—Tu n'es pas au bout... Le prince sait par Badinot que ton homme de paille, Petit-Jean, n'était que ton prête-nom pour les prêts usuraires faits au vicomte de Saint-Remy, que tu as (toujours sous le nom de Petit-Jean) si rudement rançonné d'ailleurs pour ses faux. Les sommes que Saint-Remy a payées lui avaient été prêtées par une grande dame... probablement encore une restitution qui t'attend. Mais on l'ajourne sans doute parce qu'elle est plus délicate.
—Enchaîné... enchaîné ici!
—Aussi solidement qu'avec un câble de fer.
—Toi... mon geôlier... misérable.
—Que veux-tu... selon le système du prince, rien de plus logique: il punit le crime par le crime, le complice par le complice.
—Ô rage!
—Et malheureusement rage impuissante!... car tant qu'il ne m'aura pas fait dire: «Jacques Ferrand est libre de quitter sa maison...» je resterai à tes côtés, comme ton ombre... Écoute donc, ainsi que toi je mérite l'échafaud. Si je manque aux ordres que j'ai reçus comme ton geôlier, ma tête tombe! Tu ne pouvais donc avoir un gardien plus incorruptible. Quant à fuir tous deux... impossible. Nous ne pourrions faire un pas hors d'ici sans tomber entre les mains des gens qui veillent jour et nuit à la porte de ce logis et à celle de la maison voisine, notre seule issue en cas d'escalade.

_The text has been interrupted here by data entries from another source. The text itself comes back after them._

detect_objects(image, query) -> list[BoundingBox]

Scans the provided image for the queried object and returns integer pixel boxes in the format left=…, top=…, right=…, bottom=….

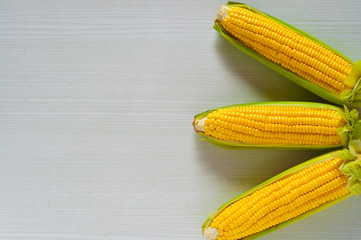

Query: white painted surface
left=0, top=0, right=361, bottom=240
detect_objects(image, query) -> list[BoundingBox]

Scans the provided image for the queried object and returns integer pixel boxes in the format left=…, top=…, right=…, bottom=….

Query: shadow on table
left=215, top=36, right=325, bottom=102
left=194, top=136, right=332, bottom=187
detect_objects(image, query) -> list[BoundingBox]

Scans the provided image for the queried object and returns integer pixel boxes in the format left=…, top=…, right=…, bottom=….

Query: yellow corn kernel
left=195, top=105, right=345, bottom=145
left=203, top=158, right=350, bottom=240
left=217, top=6, right=352, bottom=94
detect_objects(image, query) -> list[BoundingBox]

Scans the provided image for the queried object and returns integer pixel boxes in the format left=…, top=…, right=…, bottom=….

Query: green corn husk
left=213, top=1, right=361, bottom=108
left=202, top=146, right=361, bottom=240
left=193, top=102, right=361, bottom=150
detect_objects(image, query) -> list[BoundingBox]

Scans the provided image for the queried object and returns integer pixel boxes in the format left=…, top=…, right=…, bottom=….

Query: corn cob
left=202, top=149, right=361, bottom=240
left=193, top=102, right=361, bottom=149
left=214, top=2, right=361, bottom=107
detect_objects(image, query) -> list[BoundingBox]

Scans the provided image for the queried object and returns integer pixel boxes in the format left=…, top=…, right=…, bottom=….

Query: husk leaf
left=202, top=149, right=361, bottom=239
left=213, top=1, right=361, bottom=107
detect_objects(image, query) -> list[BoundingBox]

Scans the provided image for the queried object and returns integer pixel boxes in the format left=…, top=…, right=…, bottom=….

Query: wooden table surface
left=0, top=0, right=361, bottom=240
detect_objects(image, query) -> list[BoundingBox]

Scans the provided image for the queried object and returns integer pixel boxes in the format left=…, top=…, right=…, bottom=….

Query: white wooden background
left=0, top=0, right=361, bottom=240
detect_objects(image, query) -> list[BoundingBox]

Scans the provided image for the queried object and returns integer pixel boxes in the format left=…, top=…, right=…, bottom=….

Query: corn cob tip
left=217, top=5, right=229, bottom=22
left=203, top=227, right=220, bottom=240
left=193, top=117, right=207, bottom=132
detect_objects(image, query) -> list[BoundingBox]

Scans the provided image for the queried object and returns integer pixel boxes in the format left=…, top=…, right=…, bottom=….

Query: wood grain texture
left=0, top=0, right=361, bottom=240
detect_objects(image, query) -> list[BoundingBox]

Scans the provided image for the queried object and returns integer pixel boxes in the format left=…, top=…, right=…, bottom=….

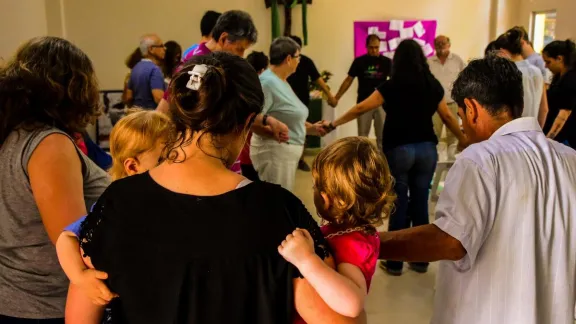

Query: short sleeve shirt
left=128, top=59, right=166, bottom=109
left=378, top=74, right=444, bottom=151
left=288, top=54, right=320, bottom=107
left=431, top=117, right=576, bottom=324
left=260, top=69, right=309, bottom=145
left=516, top=60, right=544, bottom=118
left=79, top=173, right=329, bottom=324
left=348, top=54, right=392, bottom=102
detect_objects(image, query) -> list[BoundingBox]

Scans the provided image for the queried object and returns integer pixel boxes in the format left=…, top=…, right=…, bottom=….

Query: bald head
left=139, top=34, right=166, bottom=60
left=434, top=35, right=450, bottom=58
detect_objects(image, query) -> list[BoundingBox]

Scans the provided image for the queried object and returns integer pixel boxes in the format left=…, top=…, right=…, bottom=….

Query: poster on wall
left=354, top=20, right=437, bottom=58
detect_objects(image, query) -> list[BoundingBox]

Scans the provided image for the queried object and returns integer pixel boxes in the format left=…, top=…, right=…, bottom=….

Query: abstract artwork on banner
left=354, top=20, right=437, bottom=57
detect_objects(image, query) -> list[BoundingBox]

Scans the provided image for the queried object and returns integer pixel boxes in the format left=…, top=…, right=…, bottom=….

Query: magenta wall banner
left=354, top=20, right=437, bottom=58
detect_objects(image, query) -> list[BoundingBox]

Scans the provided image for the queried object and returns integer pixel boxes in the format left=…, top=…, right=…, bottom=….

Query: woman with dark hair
left=122, top=47, right=143, bottom=105
left=484, top=41, right=498, bottom=56
left=542, top=39, right=576, bottom=148
left=0, top=37, right=109, bottom=324
left=326, top=40, right=467, bottom=275
left=67, top=52, right=359, bottom=324
left=250, top=37, right=325, bottom=190
left=162, top=41, right=182, bottom=86
left=494, top=29, right=548, bottom=127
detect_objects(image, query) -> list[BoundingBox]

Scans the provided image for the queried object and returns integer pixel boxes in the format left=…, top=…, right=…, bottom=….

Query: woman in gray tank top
left=0, top=37, right=109, bottom=324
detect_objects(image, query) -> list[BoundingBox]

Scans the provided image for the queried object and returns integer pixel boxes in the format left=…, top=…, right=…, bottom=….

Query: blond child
left=56, top=109, right=171, bottom=312
left=278, top=137, right=396, bottom=322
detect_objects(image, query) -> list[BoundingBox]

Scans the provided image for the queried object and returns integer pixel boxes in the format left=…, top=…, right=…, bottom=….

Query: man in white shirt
left=428, top=35, right=466, bottom=160
left=380, top=56, right=576, bottom=324
left=508, top=26, right=552, bottom=84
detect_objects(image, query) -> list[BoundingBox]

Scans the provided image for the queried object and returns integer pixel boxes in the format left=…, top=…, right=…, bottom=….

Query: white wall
left=518, top=0, right=576, bottom=40
left=0, top=0, right=48, bottom=61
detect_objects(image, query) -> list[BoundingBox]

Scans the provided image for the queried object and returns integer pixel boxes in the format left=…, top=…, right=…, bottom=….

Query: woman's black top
left=377, top=73, right=444, bottom=151
left=80, top=173, right=328, bottom=324
left=544, top=69, right=576, bottom=147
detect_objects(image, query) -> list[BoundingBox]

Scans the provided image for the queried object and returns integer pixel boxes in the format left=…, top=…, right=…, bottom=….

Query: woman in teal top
left=250, top=37, right=325, bottom=190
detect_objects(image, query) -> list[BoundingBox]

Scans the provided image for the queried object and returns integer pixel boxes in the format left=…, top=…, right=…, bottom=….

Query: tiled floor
left=295, top=156, right=436, bottom=324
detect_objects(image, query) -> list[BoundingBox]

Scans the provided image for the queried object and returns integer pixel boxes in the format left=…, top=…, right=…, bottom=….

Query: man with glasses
left=156, top=10, right=288, bottom=173
left=126, top=34, right=166, bottom=109
left=156, top=10, right=258, bottom=112
left=428, top=35, right=466, bottom=161
left=334, top=35, right=392, bottom=150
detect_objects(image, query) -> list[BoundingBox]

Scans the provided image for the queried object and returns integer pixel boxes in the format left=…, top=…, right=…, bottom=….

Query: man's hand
left=267, top=116, right=289, bottom=143
left=458, top=137, right=472, bottom=151
left=328, top=94, right=338, bottom=108
left=72, top=269, right=118, bottom=305
left=306, top=120, right=327, bottom=137
left=278, top=228, right=316, bottom=268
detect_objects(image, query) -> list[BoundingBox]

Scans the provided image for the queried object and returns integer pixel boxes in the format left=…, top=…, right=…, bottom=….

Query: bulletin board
left=354, top=20, right=438, bottom=58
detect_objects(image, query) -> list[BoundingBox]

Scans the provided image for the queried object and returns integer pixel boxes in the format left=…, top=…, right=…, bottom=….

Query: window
left=531, top=10, right=556, bottom=53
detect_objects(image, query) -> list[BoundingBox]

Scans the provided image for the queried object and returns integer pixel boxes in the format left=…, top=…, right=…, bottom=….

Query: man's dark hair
left=366, top=34, right=381, bottom=47
left=508, top=26, right=532, bottom=42
left=542, top=39, right=576, bottom=69
left=452, top=55, right=524, bottom=118
left=212, top=10, right=258, bottom=44
left=484, top=40, right=498, bottom=56
left=494, top=28, right=523, bottom=55
left=246, top=51, right=269, bottom=72
left=200, top=10, right=222, bottom=37
left=288, top=35, right=302, bottom=48
left=270, top=37, right=300, bottom=65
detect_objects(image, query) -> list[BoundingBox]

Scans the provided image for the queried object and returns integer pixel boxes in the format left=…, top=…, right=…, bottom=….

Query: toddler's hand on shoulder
left=72, top=269, right=118, bottom=305
left=278, top=228, right=316, bottom=267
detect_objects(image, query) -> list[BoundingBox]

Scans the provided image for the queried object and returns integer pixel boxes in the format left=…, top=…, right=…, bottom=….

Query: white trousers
left=250, top=134, right=304, bottom=191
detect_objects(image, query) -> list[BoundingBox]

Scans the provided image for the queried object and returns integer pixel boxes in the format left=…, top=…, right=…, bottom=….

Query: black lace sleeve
left=79, top=187, right=111, bottom=258
left=287, top=187, right=331, bottom=259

—Mort et furie!... je le sais.
—Résigne-toi donc alors, car cette fuite est impossible. Réussît-elle, elle ne nous offrirait que des chances de salut plus que douteuses: on mettrait la police à nos trousses. Au contraire, toi en obéissant et moi en surveillant l'exactitude de ton obéissance, nous sommes certains de ne pas avoir le cou coupé. Encore une fois, résignons-nous.
—Ne m'exaspère pas par cet ironique sang-froid... ou bien...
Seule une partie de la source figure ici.